Esta situação ocorre, por exemplo, quando os herdeiros já detêm frações de um imóvel que fazia parte da herança. Nesse caso, a transferência das partes restantes pode ser feita de maneira direta, sem a necessidade de um processo judicial.
Exemplos de herança em condomínio:
- Imóveis onde os herdeiros já possuem partes do bem.
- Propriedades compartilhadas entre os herdeiros e o falecido.
5. Procedimento de arrolamento
Por fim, uma alternativa simplificada ao inventário tradicional é o procedimento de arrolamento. O arrolamento é uma modalidade mais rápida e menos burocrática de partilha de bens, que pode ser usada quando há consenso entre os herdeiros sobre a divisão do espólio.

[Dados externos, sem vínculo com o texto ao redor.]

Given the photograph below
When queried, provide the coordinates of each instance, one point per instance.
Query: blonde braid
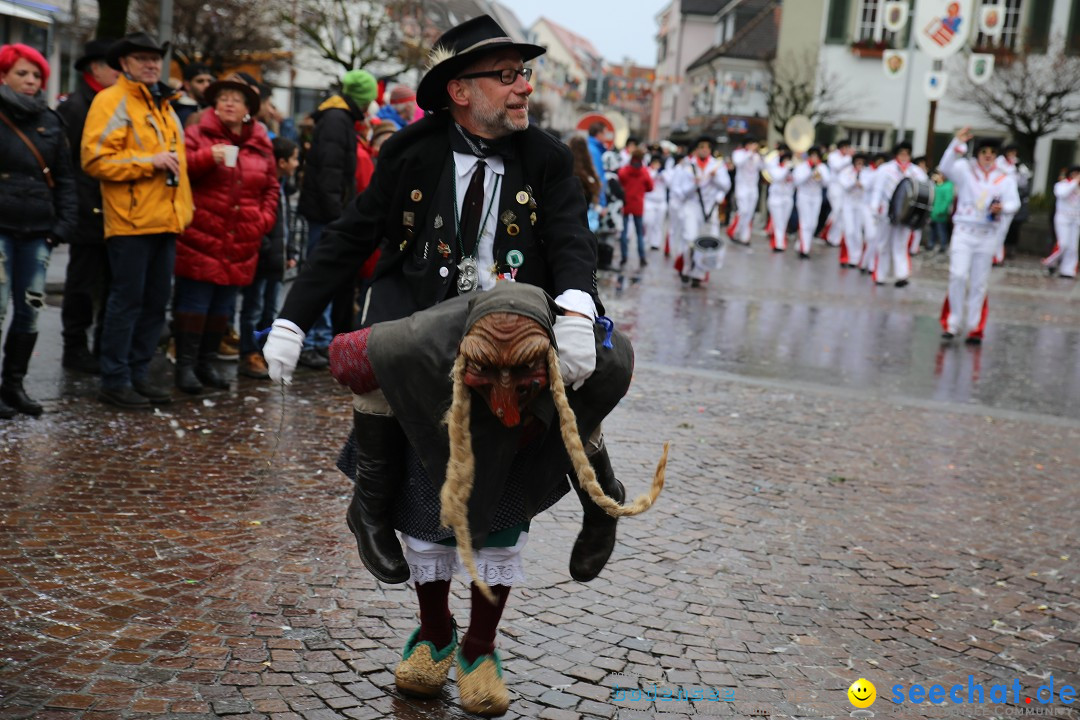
(586, 476)
(460, 472)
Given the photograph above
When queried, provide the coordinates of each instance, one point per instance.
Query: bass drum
(912, 203)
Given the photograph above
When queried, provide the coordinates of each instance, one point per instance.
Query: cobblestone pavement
(817, 527)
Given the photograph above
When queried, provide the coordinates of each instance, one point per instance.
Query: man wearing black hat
(86, 284)
(133, 144)
(467, 197)
(197, 79)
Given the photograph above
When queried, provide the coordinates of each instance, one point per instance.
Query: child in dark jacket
(635, 181)
(279, 253)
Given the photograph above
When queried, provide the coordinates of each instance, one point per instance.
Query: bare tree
(800, 84)
(355, 34)
(1034, 96)
(218, 34)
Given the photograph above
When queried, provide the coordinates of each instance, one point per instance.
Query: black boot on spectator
(216, 328)
(16, 360)
(188, 331)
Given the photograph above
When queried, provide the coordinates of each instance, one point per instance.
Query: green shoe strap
(436, 654)
(476, 663)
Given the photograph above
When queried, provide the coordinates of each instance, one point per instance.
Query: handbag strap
(34, 149)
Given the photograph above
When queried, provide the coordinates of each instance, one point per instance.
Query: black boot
(188, 331)
(380, 456)
(16, 360)
(205, 370)
(596, 539)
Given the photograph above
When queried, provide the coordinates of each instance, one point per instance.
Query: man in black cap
(197, 79)
(468, 195)
(86, 284)
(133, 144)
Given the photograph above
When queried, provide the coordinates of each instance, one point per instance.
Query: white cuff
(289, 325)
(578, 301)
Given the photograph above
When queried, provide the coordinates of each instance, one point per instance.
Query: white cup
(231, 154)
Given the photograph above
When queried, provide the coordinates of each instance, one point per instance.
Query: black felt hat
(133, 43)
(457, 49)
(95, 50)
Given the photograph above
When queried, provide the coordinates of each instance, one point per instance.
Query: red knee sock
(484, 622)
(436, 624)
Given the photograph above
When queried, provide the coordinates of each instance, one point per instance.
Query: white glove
(577, 349)
(282, 350)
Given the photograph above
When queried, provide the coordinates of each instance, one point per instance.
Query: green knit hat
(360, 86)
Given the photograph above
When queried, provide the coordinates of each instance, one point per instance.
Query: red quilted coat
(234, 206)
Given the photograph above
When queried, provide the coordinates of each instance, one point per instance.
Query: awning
(31, 15)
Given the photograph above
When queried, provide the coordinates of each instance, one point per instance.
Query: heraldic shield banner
(942, 26)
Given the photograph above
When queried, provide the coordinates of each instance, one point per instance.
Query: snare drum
(912, 203)
(707, 253)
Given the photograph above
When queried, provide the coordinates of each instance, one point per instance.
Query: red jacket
(234, 206)
(635, 182)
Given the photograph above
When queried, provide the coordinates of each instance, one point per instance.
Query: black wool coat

O arrolamento é especialmente útil quando os herdeiros desejam agilizar o processo, pois ele reduz as etapas formais do inventário convencional. O processo pode ser feito tanto de forma judicial quanto extrajudicial, dependendo da situação.
Requisitos para o arrolamento:

- Consenso entre os herdeiros sobre a partilha dos bens.
- Respeito aos direitos de herdeiros menores de idade ou incapazes.
- Concordância com a legislação estadual que regula o procedimento.
Conclusão
Embora o inventário seja o caminho mais comum para a divisão de heranças, existem algumas situações previstas pela legislação brasileira que permitem a partilha de bens sem a necessidade desse processo. Desde heranças de pequeno valor até testamentos válidos e procedimentos simplificados, como o arrolamento, é possível evitar a burocracia e os custos do inventário.
Para garantir que a partilha seja feita de maneira correta e legal, é fundamental contar com a orientação de um advogado especializado e verificar as leis específicas do estado em que a herança está sendo processada. Conhecer essas alternativas pode ajudar a reduzir o tempo e os custos envolvidos na divisão dos bens, proporcionando uma solução mais ágil para os herdeiros.